Home/ Questions/Q 9210815
In Process

The Archive Base Latest Questions

Editorial Team
  • 0
Asked: 2026-06-18T01:09:43+00:00

My SOAP-Server expects every request to have a valid token in the soap-header to

  • 0

My SOAP-Server expects every request to have a valid token in the soap-header to authenticate the soap-client. This token is only valid for a certain period of time, so I have to expect it to be invalid in every call.
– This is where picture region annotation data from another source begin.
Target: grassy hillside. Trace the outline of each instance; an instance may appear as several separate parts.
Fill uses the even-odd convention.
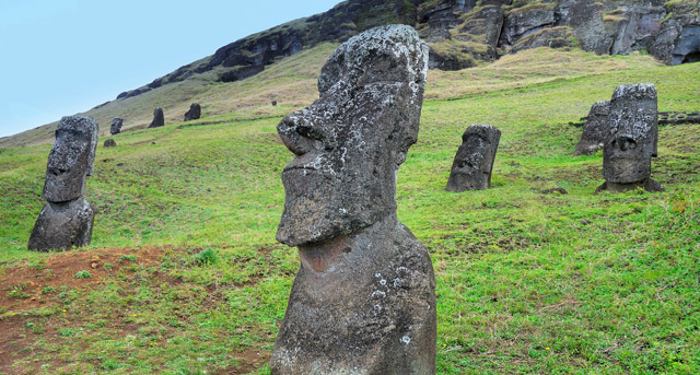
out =
[[[26,251],[50,144],[2,150],[0,373],[269,373],[299,267],[275,242],[292,160],[275,127],[315,96],[331,50],[217,86],[202,121],[224,122],[98,147],[85,249]],[[700,125],[660,131],[652,175],[667,192],[617,196],[593,195],[602,154],[572,156],[581,129],[564,125],[623,83],[656,84],[661,110],[698,109],[699,75],[549,49],[430,72],[397,199],[435,268],[440,374],[700,372]],[[493,187],[447,192],[471,124],[503,132]],[[553,187],[569,194],[539,194]]]

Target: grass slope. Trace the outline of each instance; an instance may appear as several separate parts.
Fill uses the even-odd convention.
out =
[[[270,80],[220,85],[206,113],[243,108],[211,118],[225,122],[98,147],[85,249],[26,251],[50,145],[2,150],[0,373],[269,373],[299,267],[275,242],[292,159],[275,126],[311,101],[331,49],[272,67]],[[623,83],[656,84],[662,110],[698,109],[699,74],[697,63],[549,49],[430,72],[397,200],[435,268],[440,374],[700,372],[700,125],[660,131],[653,177],[667,192],[617,196],[593,195],[602,154],[572,156],[581,130],[564,125]],[[289,102],[270,107],[280,92]],[[451,194],[471,124],[503,132],[493,187]],[[569,195],[536,191],[553,187]],[[95,279],[77,279],[83,270]]]

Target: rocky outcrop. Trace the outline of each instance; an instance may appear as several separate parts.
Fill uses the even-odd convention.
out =
[[[673,65],[700,60],[697,0],[348,0],[231,43],[117,99],[212,70],[220,82],[245,80],[279,58],[387,23],[420,32],[430,46],[431,69],[469,68],[545,46],[598,55],[648,50]]]

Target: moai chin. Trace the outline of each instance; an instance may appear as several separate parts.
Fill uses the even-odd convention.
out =
[[[593,155],[603,148],[607,137],[609,114],[610,102],[600,101],[593,104],[574,155]]]
[[[149,128],[158,128],[165,125],[165,117],[163,116],[163,108],[155,107],[153,109],[153,121],[149,125]]]
[[[644,188],[663,191],[651,179],[652,157],[657,155],[658,119],[656,87],[651,83],[615,89],[603,147],[603,176],[596,192],[622,192]]]
[[[192,103],[189,106],[189,110],[185,113],[185,121],[196,120],[201,116],[201,106],[198,103]]]
[[[124,125],[124,120],[121,119],[121,117],[113,118],[112,126],[109,127],[109,133],[112,136],[120,133],[122,125]]]
[[[46,166],[46,206],[32,230],[31,250],[90,245],[95,215],[83,195],[85,179],[94,174],[98,130],[90,117],[61,118]]]
[[[488,189],[500,140],[501,131],[490,125],[467,128],[452,163],[447,191]]]
[[[277,239],[301,265],[272,374],[435,374],[433,268],[395,200],[427,70],[413,28],[366,31],[329,57],[320,97],[278,125],[296,157]]]

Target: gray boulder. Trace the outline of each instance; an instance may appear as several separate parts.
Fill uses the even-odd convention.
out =
[[[500,140],[501,131],[490,125],[467,128],[452,163],[447,191],[488,189]]]
[[[296,157],[277,238],[299,246],[301,267],[272,374],[435,374],[432,263],[395,200],[427,70],[411,27],[370,30],[330,56],[319,99],[278,125]]]
[[[600,101],[593,104],[574,155],[593,155],[603,148],[608,133],[609,113],[610,102]]]
[[[94,174],[97,122],[90,117],[63,117],[46,167],[47,201],[30,236],[31,250],[85,246],[92,237],[94,211],[85,201],[85,179]]]
[[[153,109],[153,121],[149,125],[149,128],[158,128],[165,125],[165,117],[163,116],[163,108],[156,107]]]
[[[652,157],[657,155],[658,109],[656,87],[651,83],[615,89],[603,148],[606,183],[596,191],[621,192],[642,187],[663,190],[651,179]]]
[[[192,103],[189,106],[189,110],[185,113],[185,121],[199,119],[200,116],[201,116],[201,106],[198,103]]]
[[[121,117],[113,118],[112,126],[109,127],[109,133],[112,136],[120,133],[122,125],[124,125],[124,120],[121,119]]]

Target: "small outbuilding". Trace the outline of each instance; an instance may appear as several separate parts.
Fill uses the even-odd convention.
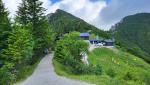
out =
[[[89,40],[90,34],[89,33],[80,33],[80,38]]]
[[[111,39],[104,40],[105,46],[114,46],[114,41]]]

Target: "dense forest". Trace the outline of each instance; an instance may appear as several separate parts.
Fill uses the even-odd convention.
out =
[[[108,34],[105,31],[102,31],[87,22],[83,21],[80,18],[77,18],[70,13],[67,13],[63,10],[56,10],[55,13],[51,13],[47,15],[49,19],[49,23],[56,31],[57,36],[62,36],[65,33],[69,33],[71,31],[78,32],[90,32],[101,37],[108,38]]]
[[[127,16],[111,31],[117,45],[150,63],[150,13]]]
[[[52,47],[53,32],[39,0],[22,0],[13,22],[0,0],[0,85],[12,85],[25,67],[35,64]]]

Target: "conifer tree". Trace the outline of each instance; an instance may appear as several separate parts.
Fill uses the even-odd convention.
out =
[[[10,31],[8,12],[6,11],[2,0],[0,0],[0,51],[7,48],[7,38]]]
[[[18,6],[16,22],[22,24],[23,26],[29,23],[27,8],[28,8],[27,0],[22,0],[22,3],[20,3],[20,6]]]

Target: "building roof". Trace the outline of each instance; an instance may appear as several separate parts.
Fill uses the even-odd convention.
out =
[[[113,40],[111,39],[107,39],[107,40],[104,40],[105,42],[114,42]]]
[[[80,36],[90,36],[90,34],[89,33],[80,33]]]

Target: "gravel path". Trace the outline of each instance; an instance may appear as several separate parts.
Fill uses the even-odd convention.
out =
[[[58,76],[54,72],[52,58],[53,54],[45,56],[34,73],[24,82],[16,85],[92,85]]]

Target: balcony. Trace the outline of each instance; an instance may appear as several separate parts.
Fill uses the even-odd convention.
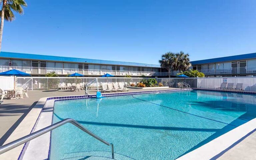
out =
[[[198,70],[205,75],[223,75],[229,74],[256,74],[256,67],[233,68],[228,69],[202,69]]]
[[[57,74],[60,75],[67,75],[77,72],[85,75],[91,76],[100,76],[106,73],[111,74],[114,76],[124,76],[126,75],[130,75],[132,77],[140,76],[142,75],[147,77],[167,76],[168,75],[168,72],[157,72],[0,66],[0,72],[13,69],[15,69],[29,74],[39,75],[44,75],[51,72],[55,72]]]

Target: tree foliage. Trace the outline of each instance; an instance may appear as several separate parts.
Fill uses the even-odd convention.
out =
[[[45,77],[58,77],[57,74],[55,73],[55,72],[52,72],[51,73],[49,73],[45,75]]]
[[[204,77],[204,74],[200,72],[197,70],[190,69],[188,71],[184,72],[181,71],[180,73],[177,74],[177,75],[181,74],[184,74],[190,77]]]

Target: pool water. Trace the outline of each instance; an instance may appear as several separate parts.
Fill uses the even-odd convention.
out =
[[[255,98],[194,90],[58,101],[53,123],[77,121],[113,143],[116,159],[175,159],[255,118]],[[111,157],[110,146],[71,124],[51,140],[52,160]]]

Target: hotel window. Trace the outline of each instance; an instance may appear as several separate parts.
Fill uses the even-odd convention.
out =
[[[83,64],[78,64],[78,69],[83,69]]]
[[[89,69],[100,69],[100,65],[89,64]]]
[[[0,59],[0,66],[9,66],[9,60],[8,59]]]
[[[256,60],[247,61],[247,68],[249,70],[255,70],[256,69]]]
[[[101,66],[101,69],[104,69],[105,70],[111,70],[112,69],[112,66],[106,66],[102,65]]]
[[[38,61],[32,61],[32,67],[38,67]]]
[[[62,63],[52,62],[47,62],[47,68],[62,68]]]
[[[158,69],[153,68],[152,68],[152,72],[157,72],[158,71]]]
[[[121,71],[128,71],[128,67],[120,66],[120,70]]]
[[[240,61],[240,67],[246,67],[246,61]]]
[[[40,67],[46,68],[46,62],[43,61],[40,62]]]
[[[76,63],[64,63],[64,68],[78,68],[78,65]]]

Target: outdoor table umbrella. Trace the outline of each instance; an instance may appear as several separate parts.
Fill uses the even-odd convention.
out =
[[[115,77],[115,76],[112,75],[112,74],[109,74],[108,73],[107,73],[104,75],[101,76],[102,77],[107,77],[107,83],[108,83],[108,77]]]
[[[79,74],[78,73],[73,73],[73,74],[68,76],[69,77],[83,77],[83,76],[84,76],[84,75],[82,74]]]
[[[14,80],[14,89],[15,89],[15,76],[22,77],[23,76],[31,76],[30,75],[23,72],[18,71],[16,69],[12,69],[0,73],[0,76],[13,76]]]

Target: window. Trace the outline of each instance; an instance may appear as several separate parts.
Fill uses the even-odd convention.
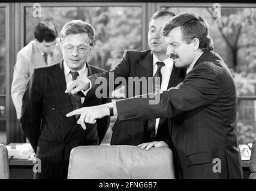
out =
[[[239,100],[237,127],[239,144],[252,143],[256,137],[256,6],[245,5],[159,5],[161,10],[175,14],[192,13],[207,21],[215,51],[223,58],[234,78]]]
[[[1,5],[0,5],[1,6]],[[5,8],[0,7],[0,143],[6,144]]]

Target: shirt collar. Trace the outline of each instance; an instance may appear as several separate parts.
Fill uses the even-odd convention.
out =
[[[67,78],[67,76],[70,74],[70,69],[68,67],[68,65],[67,64],[66,62],[65,61],[63,61],[63,66],[64,67],[64,74],[65,77]],[[78,73],[79,74],[80,76],[85,76],[86,75],[86,64],[85,64],[85,66],[83,66],[80,70],[78,70]]]
[[[156,62],[158,61],[162,61],[165,64],[163,67],[171,67],[173,66],[173,59],[171,59],[170,57],[167,58],[164,60],[159,60],[153,54],[153,67],[155,66],[155,65],[156,64]]]
[[[195,60],[193,60],[192,63],[189,65],[189,66],[188,67],[188,69],[186,69],[186,74],[188,73],[190,71],[192,70],[192,69],[194,67],[194,66],[195,65],[195,63],[197,62],[197,60],[200,57],[200,56],[203,54],[204,52],[201,53],[200,54],[199,54],[197,57],[195,58]]]

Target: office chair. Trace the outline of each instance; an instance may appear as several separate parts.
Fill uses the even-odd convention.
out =
[[[70,154],[69,179],[174,178],[168,148],[146,151],[133,146],[84,146]]]
[[[7,149],[4,144],[0,144],[0,179],[8,179],[9,177]]]

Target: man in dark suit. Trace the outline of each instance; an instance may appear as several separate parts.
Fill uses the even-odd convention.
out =
[[[71,150],[82,145],[99,144],[109,124],[107,117],[83,130],[77,124],[78,116],[65,116],[81,106],[108,100],[89,93],[82,98],[65,93],[73,79],[104,72],[86,63],[94,44],[93,27],[82,20],[71,21],[63,27],[60,35],[64,60],[35,69],[23,97],[22,128],[37,158],[41,160],[38,170],[41,167],[41,172],[35,173],[37,178],[67,178]]]
[[[206,20],[193,14],[181,14],[171,19],[162,32],[167,54],[177,67],[188,67],[185,78],[176,87],[153,95],[159,97],[158,104],[150,104],[150,94],[127,98],[116,101],[114,114],[119,121],[170,119],[177,178],[242,178],[235,127],[235,85],[228,68],[212,51]],[[89,113],[89,120],[83,116],[80,122],[93,123],[110,112],[104,104],[82,108],[67,116]],[[156,144],[161,143],[145,143],[141,147],[148,149]]]
[[[142,87],[140,92],[129,91],[128,78],[130,77],[145,78],[152,77],[157,71],[158,61],[162,61],[164,66],[161,69],[162,83],[161,91],[166,90],[171,87],[175,87],[182,82],[185,77],[185,70],[178,69],[174,66],[172,60],[166,55],[167,46],[165,39],[161,33],[161,30],[174,14],[166,11],[155,13],[149,21],[148,31],[148,45],[150,50],[138,51],[135,50],[126,51],[118,65],[110,72],[114,75],[113,79],[118,77],[124,77],[126,80],[126,97],[131,97],[141,94]],[[113,83],[109,81],[110,72],[94,75],[88,77],[91,81],[93,90],[95,90],[95,81],[98,78],[106,78],[108,84]],[[114,84],[114,89],[120,84]],[[90,91],[90,92],[92,91]],[[147,90],[147,92],[150,92]],[[111,144],[138,145],[139,144],[162,140],[167,144],[170,143],[170,137],[168,128],[168,120],[164,118],[156,119],[153,121],[155,134],[150,137],[149,125],[147,120],[119,121],[116,120],[112,128],[113,134]]]

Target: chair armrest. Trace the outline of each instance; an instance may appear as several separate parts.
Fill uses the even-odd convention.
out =
[[[4,145],[0,144],[0,179],[8,179],[9,177],[7,149]]]

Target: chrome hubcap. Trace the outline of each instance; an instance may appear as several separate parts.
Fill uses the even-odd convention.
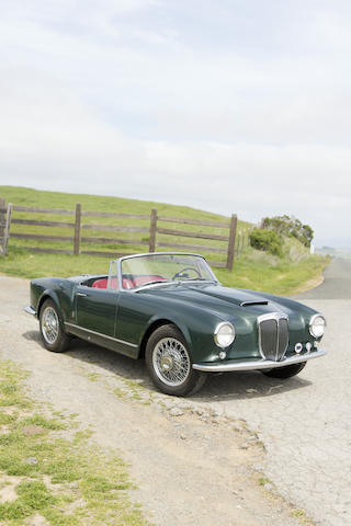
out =
[[[42,332],[45,341],[49,344],[56,342],[58,336],[58,318],[56,310],[53,307],[47,307],[44,310],[43,318],[42,318]]]
[[[154,369],[168,386],[182,385],[190,374],[190,358],[184,345],[174,338],[163,338],[152,352]]]

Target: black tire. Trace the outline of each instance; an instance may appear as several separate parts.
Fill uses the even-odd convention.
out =
[[[41,335],[44,346],[53,353],[64,353],[70,343],[66,334],[57,307],[52,299],[46,299],[39,312]]]
[[[176,325],[162,325],[150,335],[145,362],[155,386],[166,395],[185,397],[204,385],[206,375],[192,368],[188,344]]]
[[[276,367],[274,369],[261,369],[261,373],[265,376],[270,376],[271,378],[291,378],[292,376],[298,375],[305,367],[306,362],[302,362],[301,364],[292,364],[286,365],[285,367]]]

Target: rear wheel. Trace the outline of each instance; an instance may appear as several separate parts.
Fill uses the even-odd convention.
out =
[[[70,338],[65,333],[57,307],[52,299],[46,299],[39,313],[42,340],[45,347],[54,353],[68,348]]]
[[[176,325],[156,329],[147,342],[145,362],[154,384],[167,395],[194,393],[206,379],[192,368],[185,339]]]
[[[274,369],[261,369],[261,373],[263,373],[265,376],[270,376],[271,378],[291,378],[292,376],[298,375],[305,365],[306,362],[302,362],[301,364],[286,365],[285,367],[276,367]]]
I am trying to find a way to force savon to rebuild the SOAP-Header (i.e. use the new auth-token) after I (re)authenticate with the SOAP-Server. I am not sure, if that is either a savon problem or a ruby one. Here is what I have so far.

class Soapservice
  extend Savon::Model

  # load stored auth-token
  @@header_data = YAML.load_file "settings.yaml"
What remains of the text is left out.